Low taxes, the relatively low cost of prime property and the low crime rate have long drawn wealthy buyers to Dubai — an appeal that, since the invasion of Ukraine, has only been boosted in some quarters by the fact that the UAE has not imposed sanctions on Russia.
One relocation agent has extensive experience helping expats adjust to Emirati life, assisting clients when purchasing a car, finding a maid or renting a home. Middle Eastern culture shock is commonplace, they say, so it is vital to focus on managing expectations from the very first briefing call with a new client — and explain how processes and procedures differ from the person’s home country.
For example, wealthy new arrivals might consider that splashing out on a house that costs Dh2mn (about £450,000) per year to rent would ensure a certain level of service and willingness from landlords to make changes or repairs quickly, but that’s not always the case.

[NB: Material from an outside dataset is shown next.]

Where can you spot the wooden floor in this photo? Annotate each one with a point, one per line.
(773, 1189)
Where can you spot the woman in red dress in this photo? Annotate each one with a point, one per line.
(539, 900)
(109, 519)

Families arriving from the UK also need to understand the difference between hiring an au pair there and the maids that are more common in Dubai. The overhead may be lower — even the best-paid maids earn less than $1,000 per month — and childcare may be offered as part of the role, but they may not be specially trained.
Culture shock, of course, is what each of these consultants is aiming to offset and absorb. But perhaps the biggest issue isn’t centred on social mores or stress around staff; it’s squabbling over hierarchy in their new homeland.
“Very wealthy people expect very VIP treatment,” says Pierre Jéronimo with a wry laugh. “But the problem now is that there are a lot of VIPs.”